To Finishoptional but worth it

  • Extra-virgin olive oil (for drizzle)1 tbsp
  • Lemon, for a squeeze½
  • Reserved pasta water~½ cup
  1. Purge the clamsSubmerge the clams in a bowl of cold, well-salted water for 20–30 minutes. They'll spit out grit and sand as they breathe. Lift them out by hand — don't pour, or you'll tip the sand back over them. Discard any that are cracked or stay open when tapped.
  2. Salt the waterBring a large pot of water to a rolling boil and add the kosher salt. Go a touch lighter than usual here — the clams bring their own salt to the sauce, and you can't take it back out.
  3. Cook the pastaDrop the linguine and cook two minutes shy of the package's al dente time — it finishes in the pan.
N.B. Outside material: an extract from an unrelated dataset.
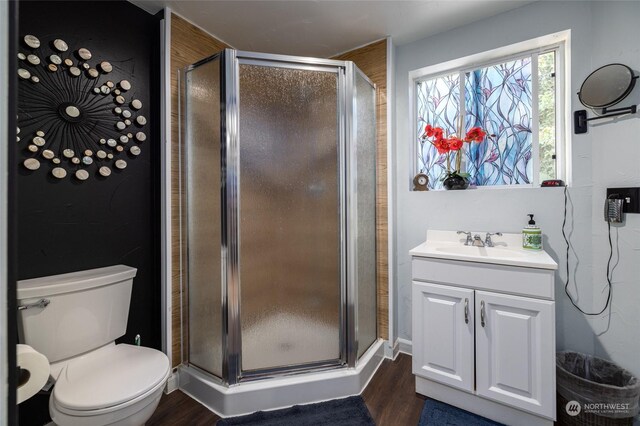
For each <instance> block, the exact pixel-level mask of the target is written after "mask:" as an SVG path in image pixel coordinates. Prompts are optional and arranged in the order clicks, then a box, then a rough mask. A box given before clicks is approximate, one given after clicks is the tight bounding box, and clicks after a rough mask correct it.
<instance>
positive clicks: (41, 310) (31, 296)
mask: <svg viewBox="0 0 640 426" xmlns="http://www.w3.org/2000/svg"><path fill="white" fill-rule="evenodd" d="M136 271H137V270H136V268H132V267H130V266H125V265H116V266H109V267H106V268H98V269H91V270H88V271H80V272H72V273H70V274H62V275H53V276H49V277H42V278H34V279H30V280H22V281H18V289H17V293H18V294H17V296H18V307H19V308H20V307H22V308H20V310H19V315H18V333H19V339H20V343H24V344H27V345H30V346H32V347H33V348H34V349H35V350H37V351H38V352H40V353H42V354H44V355H45V356H46V357H47V358H48V359H49V362H50V363H53V362H57V361H61V360H64V359H67V358H71V357H74V356H76V355H80V354H82V353H85V352H88V351H91V350H93V349H96V348H99V347H100V346H103V345H106V344H107V343H110V342H113V341H114V340H115V339H117V338H118V337H121V336H123V335H124V334H125V332H126V330H127V319H128V316H129V302H130V300H131V287H132V285H133V278H134V277H135V276H136ZM41 299H45V300H48V301H49V303H48V305H47V306H45V307H42V306H33V307H29V308H26V309H25V308H24V307H26V306H28V305H30V304H34V303H37V302H39V301H40V300H41Z"/></svg>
Before draining, reserve at least 1 cup of pasta water.
  4. Bloom the garlicWhile the pasta cooks, warm the olive oil in a wide, deep skillet over medium-low heat. Add the sliced garlic and red pepper flakes. Stir gently for 1–2 minutes until the garlic is pale gold and fragrant. Don't let it brown.
  5. Steam the clamsTurn the heat to high, add the clams, and pour in the white wine. Cover at once. Steam 4–6 minutes, shaking the pan, until the shells open. Pull the pan off the heat the moment they're open — overcooked clams turn to rubber. Discard any that stay shut.
  6. Build the sauceIf the clam liquor looks gritty, lift the clams into a bowl and pour the liquid through a fine sieve back into the pan. Otherwise leave everything in. You should have a loose, briny pool of wine and clam juice — that's your sauce base.
  7. Marry pasta and clamsAdd the drained linguine and parsley to the pan over medium heat. Toss with tongs, adding pasta water a few tablespoons at a time, until the liquid emulsifies with the oil into a glossy sauce that coats every strand — about 1–2 minutes. Some cooks leave the clams in the shell; others shell half for easier eating.
  8. Finish & serveOff the heat, taste and adjust — a crack of black pepper, a squeeze of lemon if you like, a final drizzle of olive oil. Twirl into warm bowls, making sure everyone gets their share of clams. Serve immediately, with bread to mop the bowl.

A Note from the Kitchen

The purge is what separates restaurant vongole from a gritty disappointment. Fresh clams are alive and full of sand; thirty minutes in cold salted water lets them filter it out. Always lift them from the water rather than draining, so the grit stays at the bottom of the bowl. And tap any that are open before cooking — a live clam snaps shut, a dead one stays open and should go in the bin.

Resist the urge to add cheese. In Italy, seafood pasta is served without parmesan for a reason: it muddies the clean, briny taste of the clams. The only dairy this dish wants is none. If the sauce looks thin, it's not finished — keep tossing over heat with a splash of pasta water until it turns silky and clings.